Neden üçümüz? Öyle açık ki! Yalnızca Selçuk, Barkın ve ben bu dosyanın tutuklularıyız. Ve delilleri, var olan tanık ifadelerini çürütüyoruz. Tahliye olmamız gerekiyor, bu açıkça ortada. Bu nedenle yeni ifadelerde üçümüze ayrıca yükleniyorlar, sözde ağır ithamlarla.”
Oya Aslan, “avukatların tutuklu yargılanmasının kepazelik olduğunu” vurgulayarak, tahliye talebini yineledi.
Daha sonra söz alan tutuklu avukatlardan Barkın Timtik, özetle şunları söyledi:
“Ne mahkemenize ne içinde bulunduğumuz yargı sistemine karşı bir inanç duyuyorum. Bu nedenle konuşmayı da düşünmüyordum, ancak burada olan meslektaşlarım, ailelerimiz için birbirimizi görme-duyma fırsatı olduğu için konuşacağım.
Dosyanızla birleşen bir dosya var benim açımdan, Kıraç dosyası. O dosyanın sanığıyım. Orada olmamın sebebi insanların kendi cenazelerini kaldıramamalarıydı.
Müvekkilimin cenazesi cemevinde polis saldırısı altında kalmasın, kaldırılabilsin diye ailesinin yanında cemevinde bulunduğum için gözaltına alındım ve yargılanıyorum.
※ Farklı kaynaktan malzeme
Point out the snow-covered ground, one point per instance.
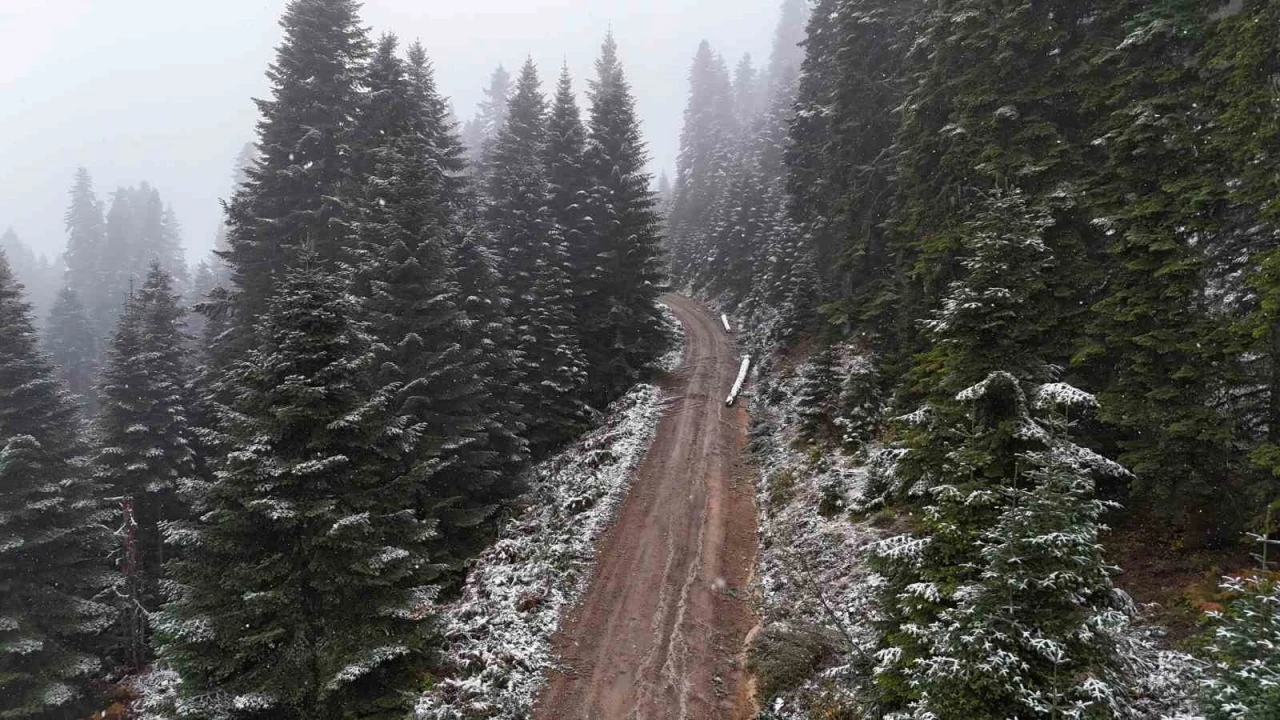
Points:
(817, 591)
(498, 633)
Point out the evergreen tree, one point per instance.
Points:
(492, 114)
(410, 294)
(787, 51)
(570, 188)
(624, 335)
(534, 269)
(447, 151)
(296, 194)
(72, 343)
(1153, 332)
(54, 534)
(817, 399)
(86, 236)
(705, 145)
(996, 481)
(305, 575)
(748, 95)
(145, 438)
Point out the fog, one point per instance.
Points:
(160, 91)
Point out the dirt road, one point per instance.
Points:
(658, 636)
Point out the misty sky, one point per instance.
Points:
(159, 90)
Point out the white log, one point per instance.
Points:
(737, 383)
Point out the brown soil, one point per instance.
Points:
(659, 632)
(1180, 580)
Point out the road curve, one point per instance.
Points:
(659, 632)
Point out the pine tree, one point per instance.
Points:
(996, 479)
(534, 270)
(1153, 331)
(1242, 679)
(480, 131)
(818, 396)
(624, 335)
(748, 95)
(305, 577)
(86, 236)
(447, 151)
(54, 534)
(789, 51)
(35, 272)
(570, 188)
(410, 295)
(705, 147)
(489, 333)
(73, 346)
(296, 195)
(145, 440)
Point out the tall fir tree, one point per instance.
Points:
(982, 609)
(296, 195)
(570, 188)
(145, 441)
(490, 115)
(410, 295)
(705, 149)
(1153, 332)
(73, 345)
(86, 235)
(624, 335)
(305, 575)
(534, 269)
(54, 534)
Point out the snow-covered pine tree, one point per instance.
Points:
(145, 440)
(489, 331)
(748, 96)
(483, 128)
(1162, 347)
(787, 53)
(996, 481)
(54, 534)
(625, 332)
(841, 158)
(818, 396)
(524, 235)
(304, 578)
(71, 341)
(1243, 677)
(447, 151)
(296, 194)
(705, 149)
(570, 187)
(86, 235)
(410, 295)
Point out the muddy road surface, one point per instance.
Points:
(659, 632)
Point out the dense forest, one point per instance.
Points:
(1047, 232)
(268, 493)
(1023, 258)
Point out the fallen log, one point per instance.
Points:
(737, 383)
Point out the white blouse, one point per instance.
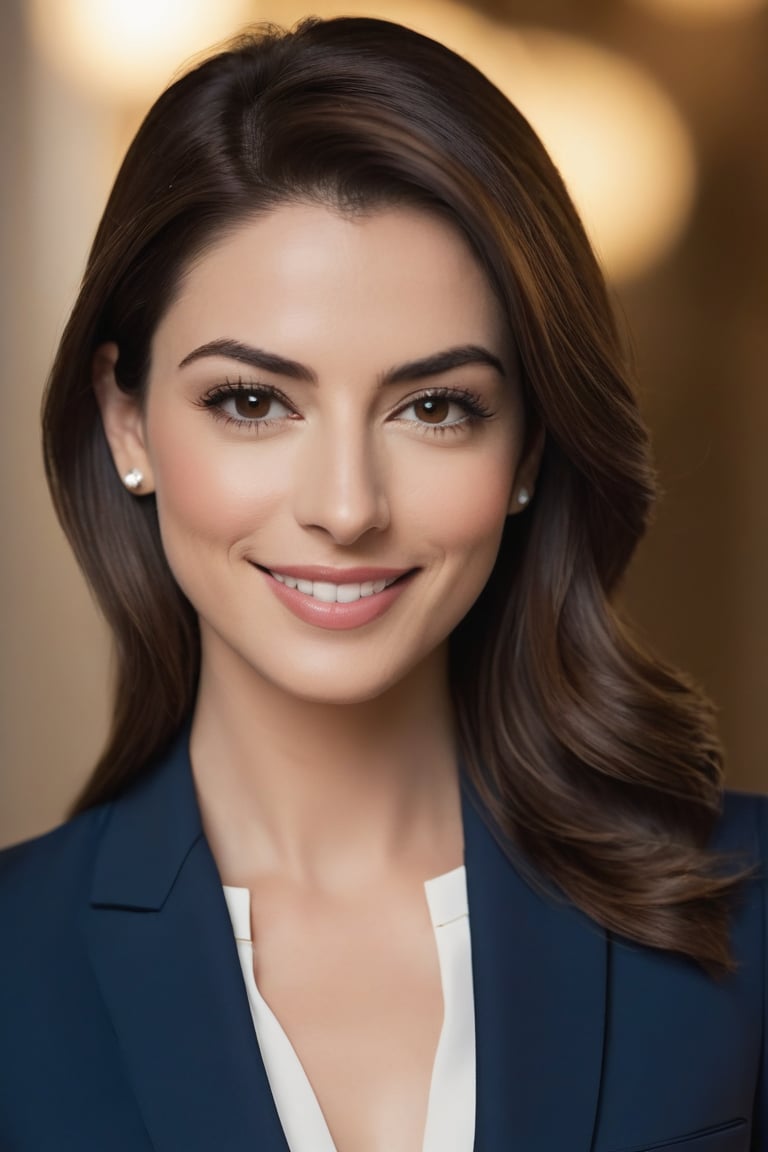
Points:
(450, 1109)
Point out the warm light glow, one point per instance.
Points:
(617, 139)
(128, 50)
(621, 145)
(700, 10)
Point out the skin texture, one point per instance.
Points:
(325, 758)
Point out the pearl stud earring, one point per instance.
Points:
(134, 479)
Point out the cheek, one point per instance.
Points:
(205, 491)
(463, 507)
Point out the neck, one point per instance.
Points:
(331, 795)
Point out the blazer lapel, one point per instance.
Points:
(162, 950)
(540, 971)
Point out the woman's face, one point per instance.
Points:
(334, 431)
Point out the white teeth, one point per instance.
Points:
(334, 593)
(347, 593)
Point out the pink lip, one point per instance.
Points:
(336, 616)
(339, 575)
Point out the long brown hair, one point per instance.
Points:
(598, 763)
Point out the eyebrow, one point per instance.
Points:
(413, 370)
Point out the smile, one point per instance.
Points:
(334, 593)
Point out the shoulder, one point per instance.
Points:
(43, 878)
(743, 824)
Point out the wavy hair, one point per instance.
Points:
(599, 765)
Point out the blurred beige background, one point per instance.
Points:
(698, 309)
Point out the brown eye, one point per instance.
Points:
(432, 409)
(251, 404)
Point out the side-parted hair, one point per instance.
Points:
(598, 764)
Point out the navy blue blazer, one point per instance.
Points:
(124, 1024)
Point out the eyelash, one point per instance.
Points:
(473, 407)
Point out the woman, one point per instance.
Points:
(341, 433)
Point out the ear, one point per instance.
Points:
(122, 416)
(527, 471)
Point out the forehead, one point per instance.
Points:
(392, 282)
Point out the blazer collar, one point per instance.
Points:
(162, 950)
(164, 954)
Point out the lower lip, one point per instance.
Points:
(336, 615)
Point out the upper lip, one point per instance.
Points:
(322, 574)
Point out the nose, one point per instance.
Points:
(340, 483)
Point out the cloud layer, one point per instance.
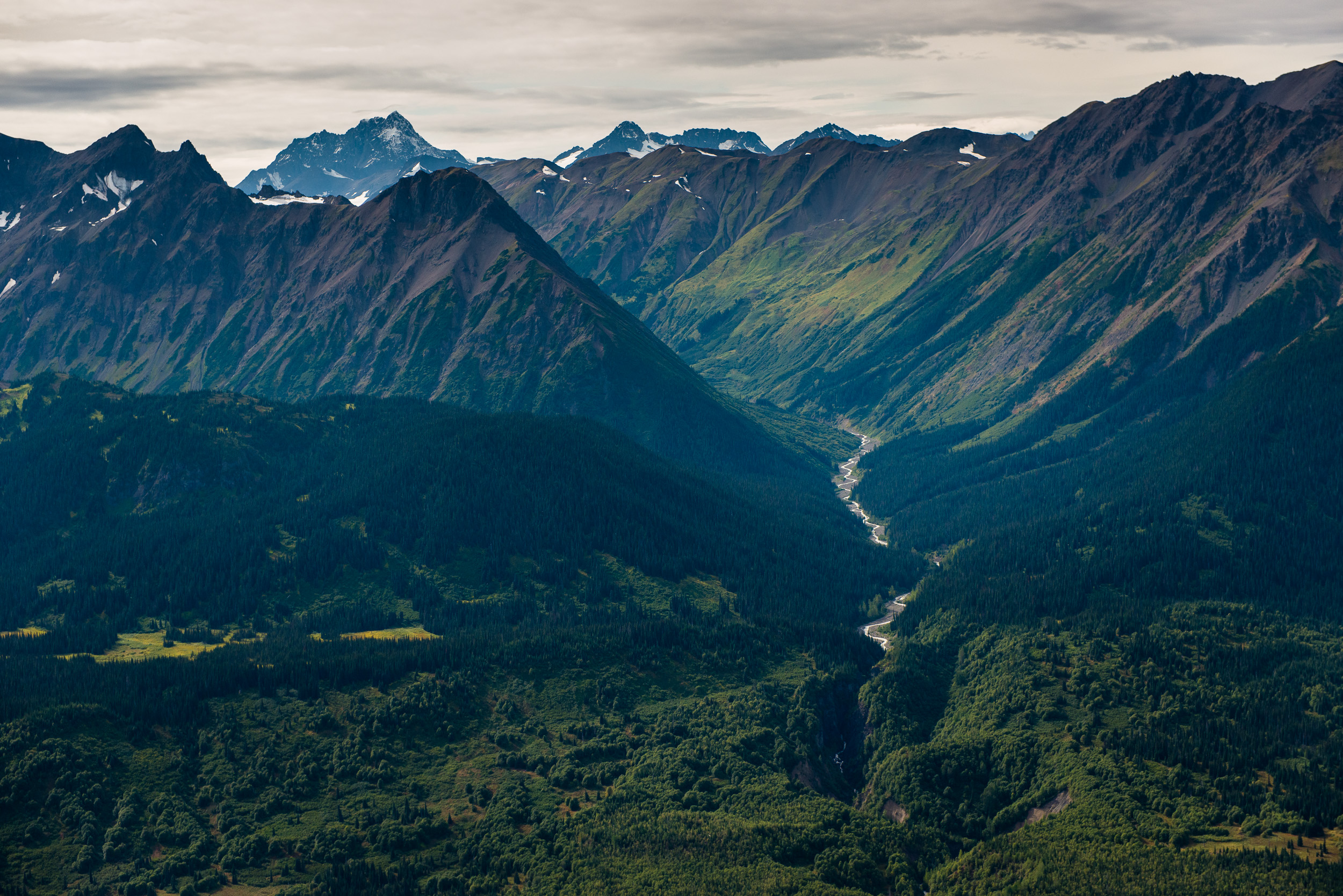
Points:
(520, 77)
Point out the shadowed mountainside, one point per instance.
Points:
(144, 269)
(961, 277)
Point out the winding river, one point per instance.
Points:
(893, 609)
(848, 481)
(845, 486)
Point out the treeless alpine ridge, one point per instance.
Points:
(562, 446)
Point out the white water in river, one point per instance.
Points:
(893, 609)
(847, 484)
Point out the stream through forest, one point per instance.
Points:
(849, 480)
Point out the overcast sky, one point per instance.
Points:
(507, 78)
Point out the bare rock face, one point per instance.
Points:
(358, 164)
(144, 269)
(1040, 813)
(895, 812)
(963, 277)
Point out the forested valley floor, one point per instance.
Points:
(254, 649)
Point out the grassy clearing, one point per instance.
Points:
(406, 632)
(1309, 849)
(147, 645)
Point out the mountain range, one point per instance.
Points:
(627, 138)
(144, 269)
(278, 612)
(358, 164)
(963, 278)
(630, 139)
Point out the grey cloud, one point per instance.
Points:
(794, 30)
(922, 95)
(55, 86)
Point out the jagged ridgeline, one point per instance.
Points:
(218, 511)
(959, 277)
(143, 269)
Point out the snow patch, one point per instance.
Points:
(114, 184)
(284, 200)
(122, 206)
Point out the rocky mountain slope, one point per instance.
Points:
(644, 226)
(627, 138)
(144, 269)
(961, 277)
(358, 164)
(834, 132)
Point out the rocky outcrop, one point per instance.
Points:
(144, 269)
(1040, 813)
(961, 277)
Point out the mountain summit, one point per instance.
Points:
(144, 269)
(834, 132)
(358, 164)
(630, 139)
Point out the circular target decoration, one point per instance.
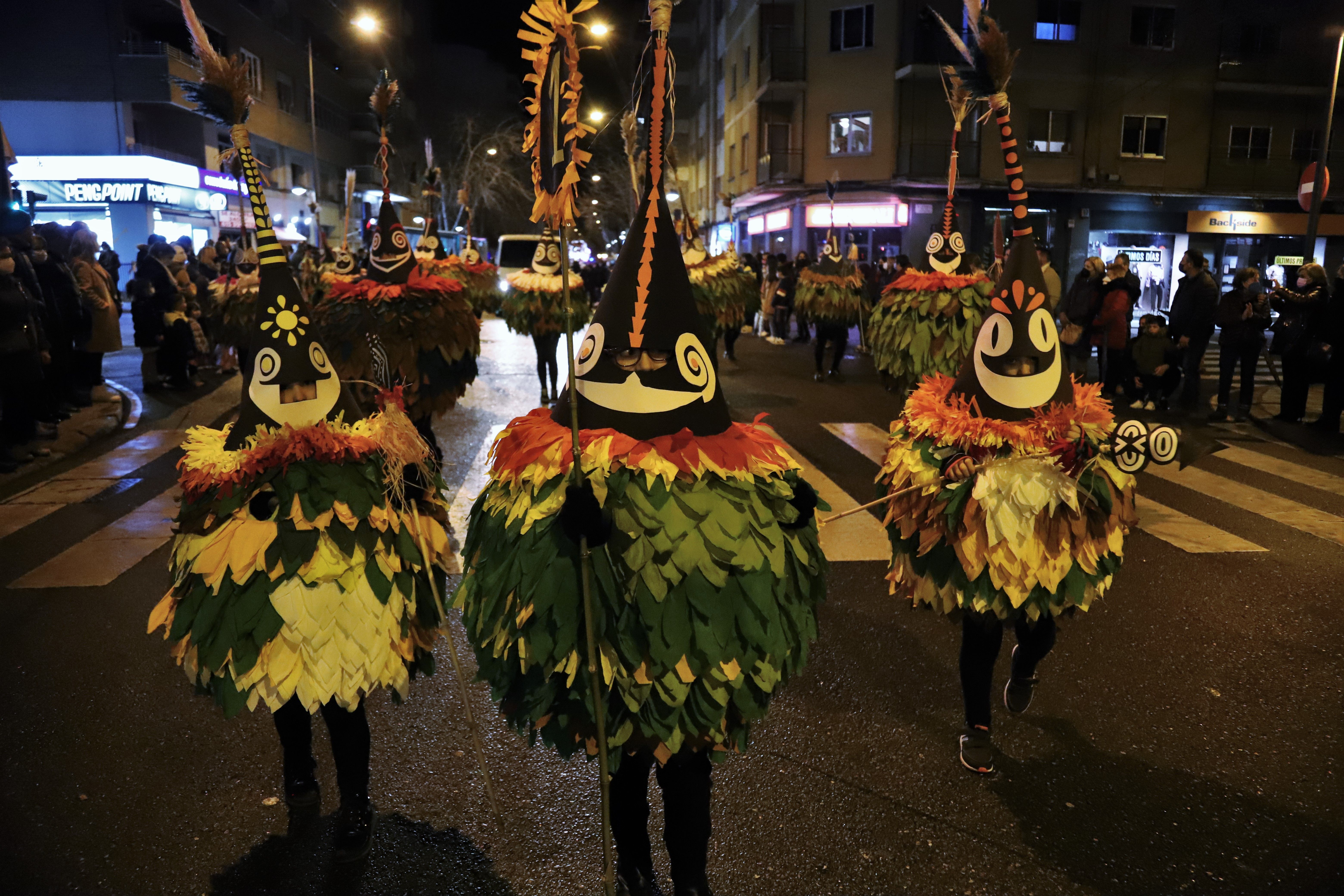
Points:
(1129, 446)
(1162, 445)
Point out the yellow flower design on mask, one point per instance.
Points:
(287, 322)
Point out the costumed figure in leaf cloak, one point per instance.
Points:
(423, 320)
(534, 305)
(303, 554)
(927, 322)
(1006, 503)
(724, 289)
(831, 296)
(341, 263)
(706, 570)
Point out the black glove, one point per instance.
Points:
(806, 502)
(583, 516)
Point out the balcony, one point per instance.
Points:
(780, 167)
(781, 75)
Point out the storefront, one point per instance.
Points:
(124, 199)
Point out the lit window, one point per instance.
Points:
(1152, 27)
(1050, 131)
(851, 27)
(1249, 143)
(253, 72)
(1058, 19)
(1144, 138)
(851, 134)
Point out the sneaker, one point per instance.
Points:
(978, 753)
(1018, 691)
(354, 832)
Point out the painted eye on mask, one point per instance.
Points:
(268, 365)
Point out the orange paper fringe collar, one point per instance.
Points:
(932, 283)
(366, 291)
(952, 421)
(537, 449)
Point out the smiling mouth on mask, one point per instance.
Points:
(292, 393)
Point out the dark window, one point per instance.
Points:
(1144, 138)
(1307, 144)
(1249, 143)
(851, 29)
(1050, 131)
(1058, 19)
(1152, 27)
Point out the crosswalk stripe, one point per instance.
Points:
(85, 481)
(109, 551)
(1186, 532)
(1284, 469)
(1171, 526)
(855, 538)
(1267, 504)
(471, 488)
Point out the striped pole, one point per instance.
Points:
(1013, 167)
(269, 252)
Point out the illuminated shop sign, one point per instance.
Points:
(859, 216)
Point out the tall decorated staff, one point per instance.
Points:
(622, 535)
(927, 320)
(304, 561)
(831, 296)
(423, 320)
(1007, 504)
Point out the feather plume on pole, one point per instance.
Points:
(990, 69)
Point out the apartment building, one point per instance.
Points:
(1152, 128)
(104, 135)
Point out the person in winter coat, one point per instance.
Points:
(1242, 318)
(1194, 310)
(96, 292)
(1302, 335)
(1156, 373)
(781, 304)
(1111, 328)
(1077, 312)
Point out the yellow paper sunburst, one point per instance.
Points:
(287, 320)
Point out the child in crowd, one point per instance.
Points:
(1156, 377)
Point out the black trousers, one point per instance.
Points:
(1297, 381)
(350, 745)
(839, 338)
(546, 346)
(686, 815)
(980, 641)
(1232, 355)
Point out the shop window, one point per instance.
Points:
(1050, 131)
(1154, 27)
(286, 93)
(1249, 143)
(851, 29)
(851, 134)
(1307, 144)
(1058, 19)
(1144, 138)
(253, 72)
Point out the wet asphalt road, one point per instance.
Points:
(1183, 741)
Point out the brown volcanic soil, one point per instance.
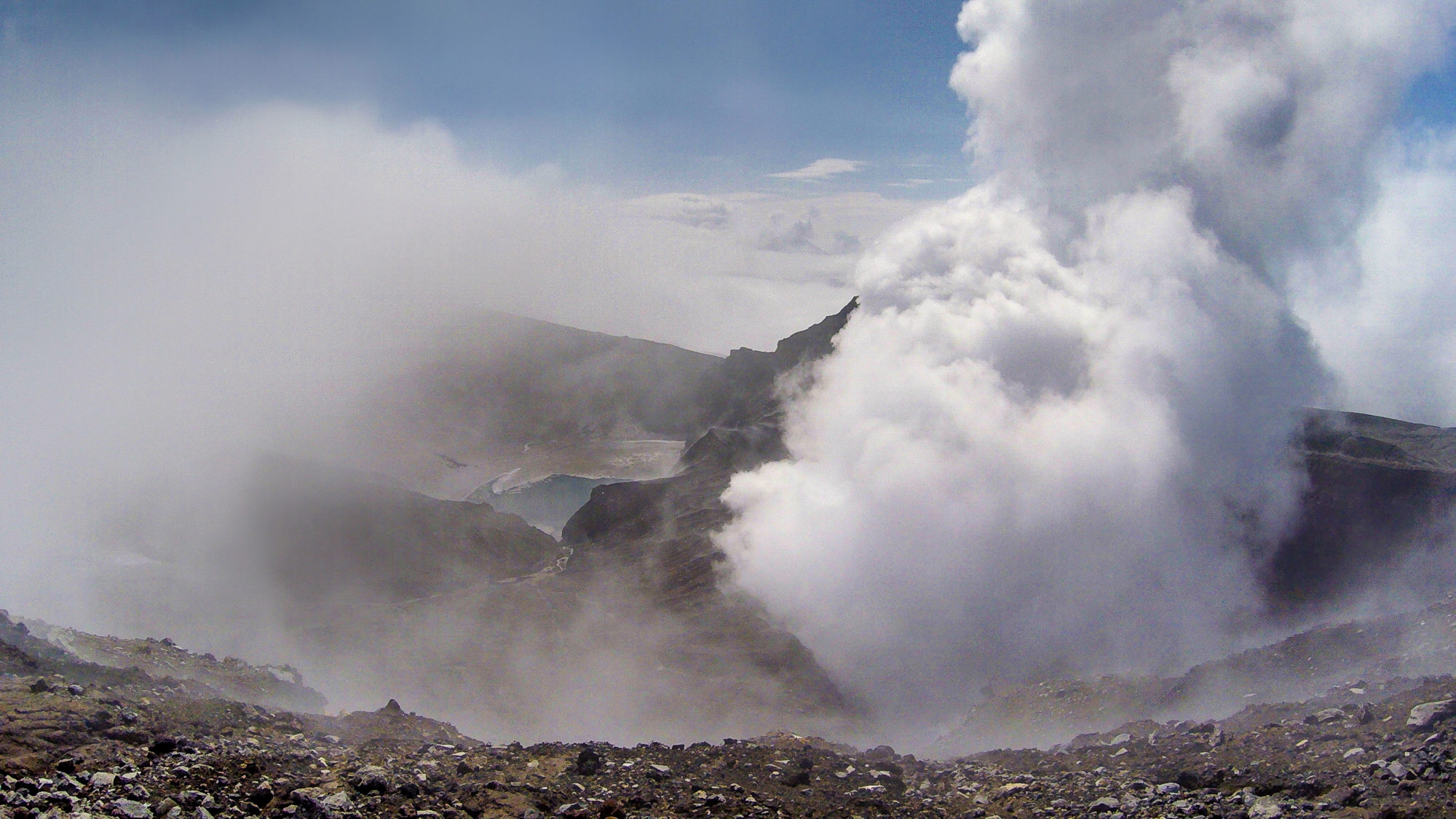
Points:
(143, 746)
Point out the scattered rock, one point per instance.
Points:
(1428, 714)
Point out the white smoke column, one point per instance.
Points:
(1056, 433)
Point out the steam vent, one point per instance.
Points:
(949, 410)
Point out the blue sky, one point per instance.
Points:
(641, 95)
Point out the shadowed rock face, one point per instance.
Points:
(1380, 493)
(328, 535)
(478, 615)
(660, 532)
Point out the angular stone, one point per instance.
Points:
(1428, 714)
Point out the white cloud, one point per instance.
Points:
(1056, 435)
(822, 170)
(175, 285)
(1388, 327)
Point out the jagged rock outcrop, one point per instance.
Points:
(1381, 491)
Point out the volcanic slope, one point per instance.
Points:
(138, 746)
(483, 618)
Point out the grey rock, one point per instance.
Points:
(320, 802)
(371, 778)
(1428, 714)
(130, 809)
(1266, 807)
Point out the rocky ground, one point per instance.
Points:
(85, 739)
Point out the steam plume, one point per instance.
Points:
(1056, 435)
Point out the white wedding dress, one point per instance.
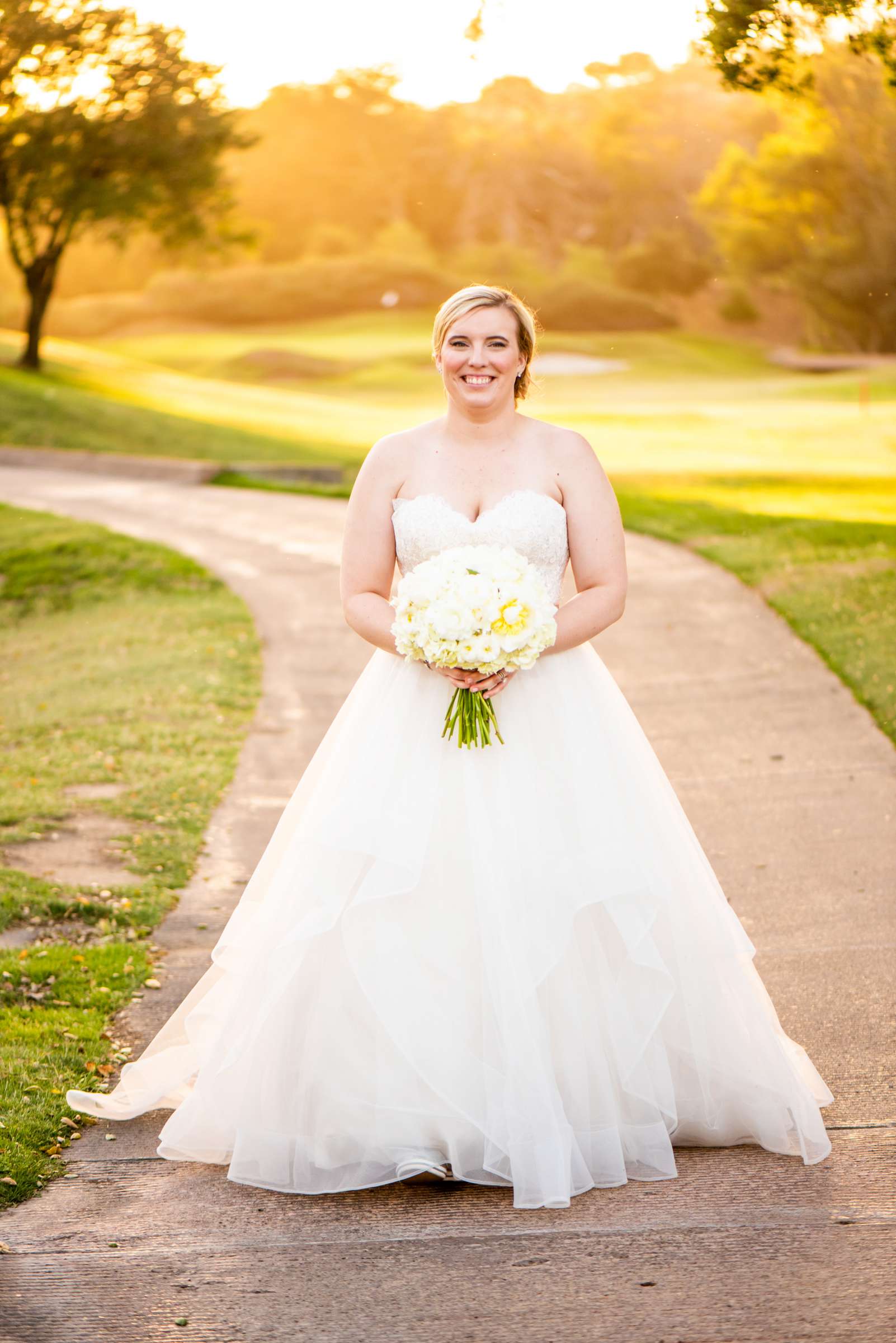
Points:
(516, 959)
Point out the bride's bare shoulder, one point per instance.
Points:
(567, 450)
(391, 456)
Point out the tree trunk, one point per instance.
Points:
(39, 280)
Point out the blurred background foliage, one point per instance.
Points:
(636, 200)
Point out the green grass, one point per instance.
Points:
(55, 1005)
(685, 403)
(122, 663)
(833, 581)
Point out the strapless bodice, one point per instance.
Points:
(529, 520)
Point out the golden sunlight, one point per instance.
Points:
(425, 44)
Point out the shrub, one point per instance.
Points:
(737, 307)
(321, 287)
(501, 264)
(572, 306)
(662, 264)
Ben bir hukukçu olarak, toplumsal bir görev olarak ne konuşabilirim, neler yapabilirim diye gittim. İşkence gördüm, saçlarımdan sürüklenip gözaltı aracına koydular. Burayı da birleştirip bir örgüt üyeliği, yöneticiliği diye size havale ettiler. Ben ne söylemeye çalışırken gözaltına alınmışınm bir inceleyin.
Kurumsallaşmış bir faşizm var ve yargı da bunun ortağı. Açık açık söylüyorum, üstü kapalı değil. Sizden tahliye istemiyorum, beni tahliye etmek zorundasınız.”
"Ramazan Akyürek gibi, Akın Gürlek de yargılanacak"
Özgür Yılmaz şunları kaydetti:
“Ramazan Akyürek yargılanıyor ancak onun topladığı, yarattığı deliller ile tutuklu yargılamalar devam ediyor. Akın Gürlek’in verdiği kararın referansı ile tutuklu yargılama devam ediyor.
Ramazan Akyürek gibi, Akın Gürlek de yargılanacak. 2017 operasyonunun siyasi şube amiri de yargılanacak. Bu hukuksuz kararlarınızda ısrar ederseniz siz de yargılanacaksınız."
Tutukluluğa devam kararı
Avukatların yargılandığı ÇHD davasında tutuklulukların devamına karar verildi, duruşma 1 Haziran'a ertelendi.